There's been a lot of fretting recently—some of it from me—about there being Too Much Politics On Here, encouraging people to (A) stop posting so much about it and (B) post about other things. This is a valid concern but I want to take a moment to put a structural lens on this problem.
We don't have an (sigh) "algorithm" here, so we think of ourselves as liberated from the corrosive engagement-maximizing forces of social media. There is *some* truth to that, but in typical "humanity was the real monster all along" fashion, it undersells what these ML models are actually *doing*.
Twitter, Instagram, et. al. are maximizing engagement by showing you *more* of the kind of posts that'll keep you on the site longer. The kind of posts that distract people, deactivate our collective prefrontal cortex, make us anxious, and generally want to push the lever to get another pellet.
Opting out of the turbo-charging aspect where reactions beget more reactions does *not* opt us out of the fundamental truth that the anxiety-inducing, identity-affirming, mass-audience posts are just going to draw more attention and more approval. We want approval. This is human nature.
Case in point: if I write a long-form blog post that takes me 8 hours to write, that reflects my core competency (Python programming) I will usually get 100 or so 'favs' on it. An anxious (but pithy) post about a recent political development that I am peripherally aware of might do 10x better.
It takes me less time to write, it takes you less time to process, more of you will find it relevant, the whole reward system optimizes for this result. And, even here, there are structural things that reward this as well, although they apply in different degrees to different people.
If I want to take some pictures and post about finding joy in natural beauty, I'm going to get yelled at failing to put in alt text. The website will even yell at me automatically now, to prevent me from posting in the first place. Guess I'll just vent about anxiety instead.
@glyph Damn, I guess I, and maybe others as well, do need to lighten up about that. Not all media is for everyone; I get that.
@matt FWIW when I see actually visually-impaired people, yourself included, asking for alt text that you're immediately going to _use_, it hardly bothers me at all. And I've extremely rarely felt particularly "yelled at" by you or by any of my other blind followers.

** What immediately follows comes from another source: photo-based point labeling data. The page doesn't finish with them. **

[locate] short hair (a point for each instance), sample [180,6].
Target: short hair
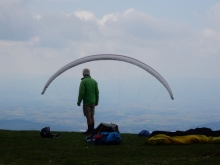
[86,72]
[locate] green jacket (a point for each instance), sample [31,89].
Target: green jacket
[88,91]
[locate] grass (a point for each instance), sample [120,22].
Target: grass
[27,147]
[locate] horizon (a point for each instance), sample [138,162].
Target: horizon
[180,40]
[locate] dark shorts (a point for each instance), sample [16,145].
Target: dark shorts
[88,110]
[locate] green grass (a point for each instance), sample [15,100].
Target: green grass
[27,147]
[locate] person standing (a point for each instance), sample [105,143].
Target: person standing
[89,94]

@glyph So, this subthread reminded me of your old personal website, 20+ years ago, where the alt text for the Glyph symbol was something like, "sorry if you're blind, but this is hard to describe, and if you're not, then just use a graphical browser." And that reminded me of the 2015 post where you finally broke down the symbol and what it means: https://blog.glyph.im/2015/01/the-glyph.html

My intent isn't to shame you for that alt text; that was clearly a difficult image to describe well.

The Glyph

What does it mean?

@matt this is really the only thing I am looking for from the accessibility community more broadly: accessibility has big costs! It also has big benefits but we are so used to criticizing billion-dollar corporations who are saving like 0.01% on their gross margins by being shit at accessibility that we use the same language to confront people whose entire budget (in time, money, or both) would be immediately destroyed by even a cursory accessibility effort
@glyph Yes, when it comes to visual media in particular, I'm aware that, for example, when I watch a movie that has an audio description track, the only reason we're able to enjoy that is because the likes of Disney can easily afford that extra work. The same goes for accessibility in video games; the big studios can afford to put extra work into accessibility, but indie developers often can't, depending on the kind of game.